Lee’s head whipped around. A guy about her age stood near the pool steps, head down, staring at his neon Nikes. Lee shrieked and lurched to the side of the pool to press her nakedness against it. “This is private property!”
He looked like a college boy. Or a character from The Great Gatsby. Dressed in tenn
is whites, he wore pristine socks that hugged his ropy, tanned calves. Both hands were tucked into the pockets of his shorts. Top-heavy dark curls tumbled onto his flushed face. He shook them back, but they fell forward again. Lee was agog that he didn’t move.
“Can I help you?” she asked, testily.
He released a short laugh. Still not looking up, he said, “My friend lives halfway down the hill. I’m visiting from New York. He’s an ass. We were playing tennis in his backyard. He hurled my racket into the bushes up here. Sore loser.”
Lee stared and blinked.
“I heard you in the pool,” he said. “Marco Polo.”
Admittedly, he was cute. The part she could see, anyway. He still wouldn’t look up, which Lee appreciated even though she was pretty sure he couldn’t make out an actual body part. Other than her arms, of course, and her head. Both of which she hoped looked sporty. Amazingly, she didn’t feel afraid at all. Nor embarrassed. The pool water felt like clothes. And there was something about this boy that relaxed her. Unlike other boys who made her brain feel like scrambled eggs.

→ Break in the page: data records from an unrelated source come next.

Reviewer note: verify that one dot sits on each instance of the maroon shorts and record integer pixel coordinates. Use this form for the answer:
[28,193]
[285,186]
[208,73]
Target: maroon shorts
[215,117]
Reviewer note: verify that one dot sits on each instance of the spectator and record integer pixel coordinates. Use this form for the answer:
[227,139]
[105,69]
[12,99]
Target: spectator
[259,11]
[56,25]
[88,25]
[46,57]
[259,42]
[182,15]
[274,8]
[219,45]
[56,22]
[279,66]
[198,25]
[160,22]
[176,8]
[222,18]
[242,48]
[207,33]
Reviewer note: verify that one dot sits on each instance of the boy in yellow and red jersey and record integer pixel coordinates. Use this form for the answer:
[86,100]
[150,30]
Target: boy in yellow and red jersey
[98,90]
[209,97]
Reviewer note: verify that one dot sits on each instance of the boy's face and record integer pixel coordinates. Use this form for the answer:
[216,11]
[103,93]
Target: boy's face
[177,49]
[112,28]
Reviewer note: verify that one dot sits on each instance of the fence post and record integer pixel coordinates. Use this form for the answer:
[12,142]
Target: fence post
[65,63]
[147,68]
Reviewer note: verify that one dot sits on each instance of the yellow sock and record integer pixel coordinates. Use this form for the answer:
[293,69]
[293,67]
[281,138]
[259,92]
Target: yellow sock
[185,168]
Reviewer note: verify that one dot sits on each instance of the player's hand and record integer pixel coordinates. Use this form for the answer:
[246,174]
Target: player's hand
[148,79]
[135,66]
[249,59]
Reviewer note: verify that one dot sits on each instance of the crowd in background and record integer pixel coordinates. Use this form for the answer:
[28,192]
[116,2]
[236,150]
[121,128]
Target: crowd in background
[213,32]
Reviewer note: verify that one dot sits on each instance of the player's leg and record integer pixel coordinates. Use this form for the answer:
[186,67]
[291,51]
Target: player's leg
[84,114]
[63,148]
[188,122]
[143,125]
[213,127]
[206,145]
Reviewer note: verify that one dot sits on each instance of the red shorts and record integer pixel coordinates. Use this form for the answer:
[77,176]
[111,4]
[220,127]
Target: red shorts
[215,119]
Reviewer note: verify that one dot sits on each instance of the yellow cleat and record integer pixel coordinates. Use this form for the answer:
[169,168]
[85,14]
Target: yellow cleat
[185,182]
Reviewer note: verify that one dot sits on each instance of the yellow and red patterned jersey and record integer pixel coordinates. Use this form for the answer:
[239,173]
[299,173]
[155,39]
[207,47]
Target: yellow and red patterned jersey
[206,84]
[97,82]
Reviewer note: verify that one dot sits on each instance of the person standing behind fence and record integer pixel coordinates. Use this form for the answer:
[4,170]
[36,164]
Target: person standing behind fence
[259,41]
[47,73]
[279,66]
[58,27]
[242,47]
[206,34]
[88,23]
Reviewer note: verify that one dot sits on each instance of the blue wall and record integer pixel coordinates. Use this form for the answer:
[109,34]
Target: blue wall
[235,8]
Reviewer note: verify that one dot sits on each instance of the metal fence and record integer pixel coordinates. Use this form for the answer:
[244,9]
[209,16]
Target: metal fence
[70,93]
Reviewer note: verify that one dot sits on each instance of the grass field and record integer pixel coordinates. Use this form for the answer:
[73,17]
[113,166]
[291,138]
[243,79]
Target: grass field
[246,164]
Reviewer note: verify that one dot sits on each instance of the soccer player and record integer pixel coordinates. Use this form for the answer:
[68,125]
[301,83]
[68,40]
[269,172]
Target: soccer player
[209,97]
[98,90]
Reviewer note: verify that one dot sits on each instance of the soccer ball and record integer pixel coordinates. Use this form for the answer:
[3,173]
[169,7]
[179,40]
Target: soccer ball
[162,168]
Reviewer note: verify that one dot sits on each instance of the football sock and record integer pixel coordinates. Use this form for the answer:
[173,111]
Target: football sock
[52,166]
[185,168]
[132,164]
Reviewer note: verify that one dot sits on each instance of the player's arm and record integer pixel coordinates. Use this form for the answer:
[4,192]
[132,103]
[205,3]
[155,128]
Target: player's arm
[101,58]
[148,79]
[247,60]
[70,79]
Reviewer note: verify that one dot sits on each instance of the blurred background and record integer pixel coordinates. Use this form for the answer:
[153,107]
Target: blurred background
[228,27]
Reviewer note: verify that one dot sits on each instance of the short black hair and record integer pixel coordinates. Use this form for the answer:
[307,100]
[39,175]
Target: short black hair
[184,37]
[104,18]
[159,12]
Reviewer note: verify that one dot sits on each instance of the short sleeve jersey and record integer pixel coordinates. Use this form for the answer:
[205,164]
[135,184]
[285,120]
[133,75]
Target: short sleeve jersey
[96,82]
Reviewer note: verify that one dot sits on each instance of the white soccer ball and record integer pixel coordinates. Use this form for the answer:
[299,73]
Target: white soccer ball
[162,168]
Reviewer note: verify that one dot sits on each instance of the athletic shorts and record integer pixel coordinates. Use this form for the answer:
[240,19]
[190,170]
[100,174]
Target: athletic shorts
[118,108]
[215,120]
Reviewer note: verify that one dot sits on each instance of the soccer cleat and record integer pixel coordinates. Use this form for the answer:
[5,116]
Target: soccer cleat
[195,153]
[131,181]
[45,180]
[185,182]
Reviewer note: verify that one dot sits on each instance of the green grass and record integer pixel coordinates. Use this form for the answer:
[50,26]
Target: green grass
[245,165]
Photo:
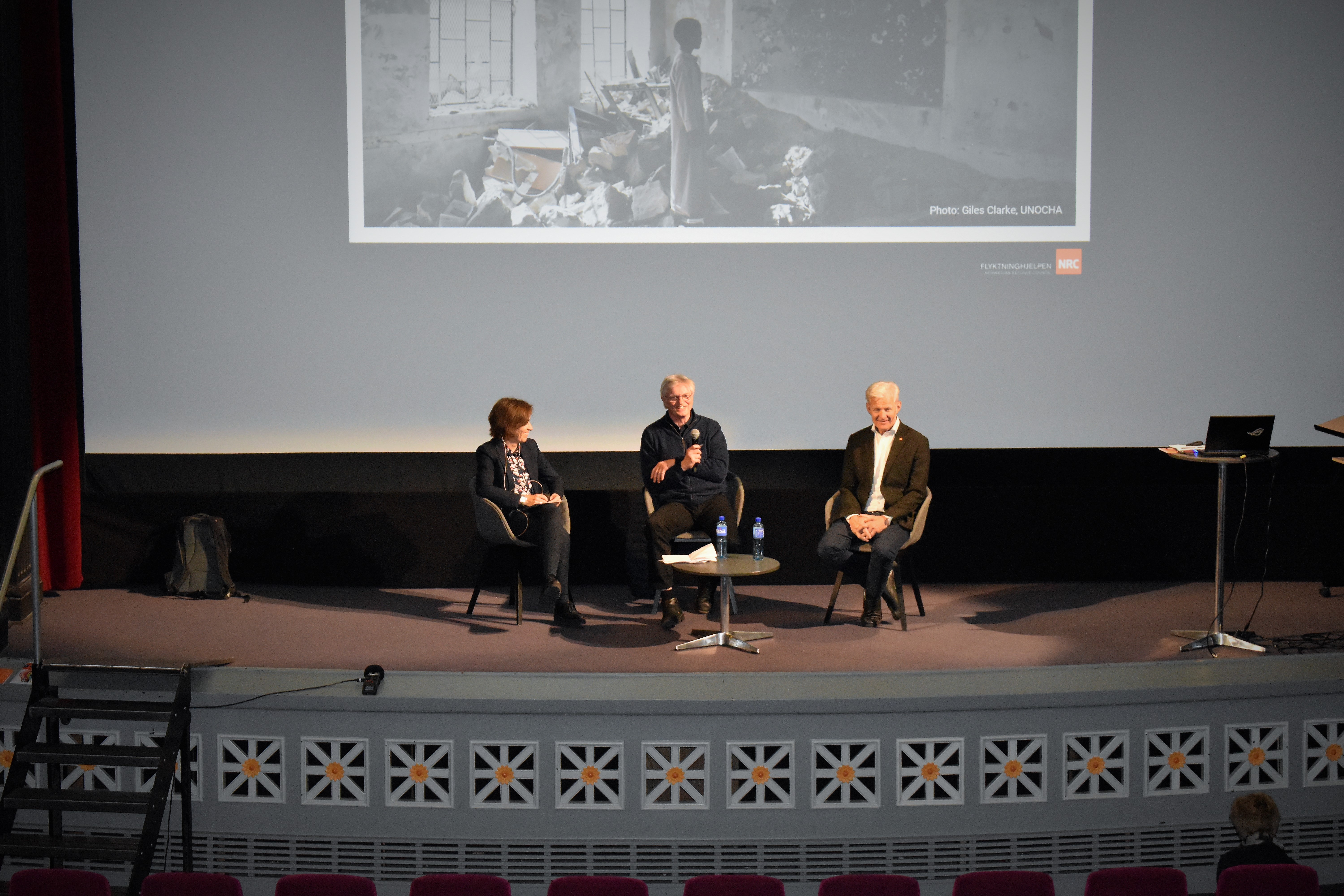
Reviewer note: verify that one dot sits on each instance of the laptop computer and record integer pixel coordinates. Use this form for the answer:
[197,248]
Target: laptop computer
[1238,436]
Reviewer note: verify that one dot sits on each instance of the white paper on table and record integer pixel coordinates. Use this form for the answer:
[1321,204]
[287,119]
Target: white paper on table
[705,555]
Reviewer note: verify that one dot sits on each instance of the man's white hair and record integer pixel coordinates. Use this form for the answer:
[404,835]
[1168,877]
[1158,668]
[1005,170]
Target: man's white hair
[882,389]
[675,378]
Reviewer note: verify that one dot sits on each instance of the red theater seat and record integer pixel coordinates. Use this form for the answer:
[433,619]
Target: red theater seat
[460,886]
[597,887]
[192,885]
[1136,882]
[1260,881]
[50,882]
[325,886]
[733,886]
[870,886]
[1005,883]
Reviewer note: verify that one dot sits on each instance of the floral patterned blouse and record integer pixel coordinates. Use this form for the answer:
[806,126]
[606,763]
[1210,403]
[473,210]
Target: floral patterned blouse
[518,469]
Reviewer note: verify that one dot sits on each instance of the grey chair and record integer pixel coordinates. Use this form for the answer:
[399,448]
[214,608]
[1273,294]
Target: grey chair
[494,528]
[737,498]
[892,590]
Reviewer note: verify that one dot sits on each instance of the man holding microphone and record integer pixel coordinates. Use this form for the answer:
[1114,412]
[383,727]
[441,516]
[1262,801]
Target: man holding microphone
[685,464]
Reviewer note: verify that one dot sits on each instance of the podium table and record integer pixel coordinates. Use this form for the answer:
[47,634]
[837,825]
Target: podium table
[733,566]
[1216,637]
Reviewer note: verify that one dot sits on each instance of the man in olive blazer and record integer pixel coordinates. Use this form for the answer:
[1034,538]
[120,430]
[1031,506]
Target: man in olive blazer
[882,485]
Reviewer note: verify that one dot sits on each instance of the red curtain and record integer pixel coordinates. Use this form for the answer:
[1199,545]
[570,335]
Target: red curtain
[52,302]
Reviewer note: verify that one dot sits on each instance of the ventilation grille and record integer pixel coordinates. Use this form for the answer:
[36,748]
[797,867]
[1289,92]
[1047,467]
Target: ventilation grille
[791,862]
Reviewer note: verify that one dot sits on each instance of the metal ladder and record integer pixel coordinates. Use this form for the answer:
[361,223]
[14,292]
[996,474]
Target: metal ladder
[45,715]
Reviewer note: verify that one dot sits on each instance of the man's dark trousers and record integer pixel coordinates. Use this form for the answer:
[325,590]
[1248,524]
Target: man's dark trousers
[674,519]
[841,543]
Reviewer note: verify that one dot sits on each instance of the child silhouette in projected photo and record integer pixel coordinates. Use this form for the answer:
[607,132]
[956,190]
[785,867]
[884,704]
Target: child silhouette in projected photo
[690,193]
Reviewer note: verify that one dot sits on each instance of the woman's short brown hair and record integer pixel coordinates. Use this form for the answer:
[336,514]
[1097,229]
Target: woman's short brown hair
[509,416]
[1255,815]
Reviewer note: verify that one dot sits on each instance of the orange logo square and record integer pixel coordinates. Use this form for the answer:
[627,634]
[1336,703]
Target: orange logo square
[1069,261]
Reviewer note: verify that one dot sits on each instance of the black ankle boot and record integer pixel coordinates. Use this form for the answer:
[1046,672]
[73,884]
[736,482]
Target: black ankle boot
[671,613]
[702,598]
[568,614]
[872,612]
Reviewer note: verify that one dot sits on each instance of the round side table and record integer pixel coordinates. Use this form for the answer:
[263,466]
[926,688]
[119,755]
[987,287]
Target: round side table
[734,566]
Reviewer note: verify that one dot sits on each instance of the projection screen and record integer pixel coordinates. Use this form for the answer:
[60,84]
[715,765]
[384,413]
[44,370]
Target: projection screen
[232,306]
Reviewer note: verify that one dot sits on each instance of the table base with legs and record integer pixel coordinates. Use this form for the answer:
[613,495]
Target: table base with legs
[740,565]
[1214,636]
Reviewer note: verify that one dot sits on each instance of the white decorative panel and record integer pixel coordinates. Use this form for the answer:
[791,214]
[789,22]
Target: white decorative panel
[1323,753]
[503,776]
[1013,770]
[760,776]
[146,777]
[1257,757]
[589,776]
[929,773]
[846,774]
[7,738]
[1177,761]
[675,776]
[420,773]
[1097,765]
[252,769]
[91,777]
[335,772]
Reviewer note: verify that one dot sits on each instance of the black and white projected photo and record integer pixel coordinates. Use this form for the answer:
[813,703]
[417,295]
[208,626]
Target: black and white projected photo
[720,120]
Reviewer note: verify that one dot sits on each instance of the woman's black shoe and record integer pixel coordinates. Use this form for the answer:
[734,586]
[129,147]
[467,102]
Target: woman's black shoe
[568,614]
[872,612]
[671,613]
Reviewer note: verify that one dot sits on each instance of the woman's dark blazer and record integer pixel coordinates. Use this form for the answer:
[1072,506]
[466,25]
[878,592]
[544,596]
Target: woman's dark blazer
[495,483]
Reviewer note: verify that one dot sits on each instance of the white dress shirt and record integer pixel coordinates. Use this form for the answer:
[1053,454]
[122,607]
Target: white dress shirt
[882,444]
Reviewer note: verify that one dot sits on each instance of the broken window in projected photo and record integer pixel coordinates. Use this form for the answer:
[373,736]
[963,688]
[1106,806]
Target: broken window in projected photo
[471,53]
[601,43]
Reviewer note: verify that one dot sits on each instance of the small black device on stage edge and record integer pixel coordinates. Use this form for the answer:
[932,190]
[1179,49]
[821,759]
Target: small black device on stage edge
[373,678]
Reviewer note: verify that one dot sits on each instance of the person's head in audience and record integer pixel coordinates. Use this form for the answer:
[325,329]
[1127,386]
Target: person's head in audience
[687,33]
[884,405]
[1255,816]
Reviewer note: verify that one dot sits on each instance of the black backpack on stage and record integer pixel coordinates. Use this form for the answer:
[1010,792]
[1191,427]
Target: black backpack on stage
[201,569]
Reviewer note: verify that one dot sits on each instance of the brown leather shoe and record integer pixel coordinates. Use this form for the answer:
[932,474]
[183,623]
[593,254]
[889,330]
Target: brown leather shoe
[872,612]
[671,613]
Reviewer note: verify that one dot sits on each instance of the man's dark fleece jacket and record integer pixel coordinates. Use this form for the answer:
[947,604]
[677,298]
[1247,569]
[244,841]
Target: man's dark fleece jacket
[663,440]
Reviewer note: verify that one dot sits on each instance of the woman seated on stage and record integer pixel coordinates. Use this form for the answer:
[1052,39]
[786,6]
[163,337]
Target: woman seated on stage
[513,472]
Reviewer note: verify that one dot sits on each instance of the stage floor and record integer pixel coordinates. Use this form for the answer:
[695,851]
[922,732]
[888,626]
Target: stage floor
[968,627]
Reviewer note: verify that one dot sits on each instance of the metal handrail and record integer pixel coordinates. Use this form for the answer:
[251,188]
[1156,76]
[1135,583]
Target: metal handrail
[32,516]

“I see my racket over there,” he said, flicking his head. “I didn’t mean to intrude. I’m an idiot.”
Suddenly channeling her mother, Lee trilled, “Okay! Thanks for stopping by!” Then she pressed her eyes shut and fought the urge to sink her head below the surface of the water and stay there. It was the word “intrude.” Most boys she knew wouldn’t use it. They’d say “bother,” maybe, or “bug.” “Intrude” was an SAT word. An AP English word. A word used in North Beverly Park. It caught her off guard.
Swiveling on his new tennis shoes—miraculously clean from the slog uphill—the boy took a step toward the downhill slope before stopping. His neck cocked. “You live here, right?”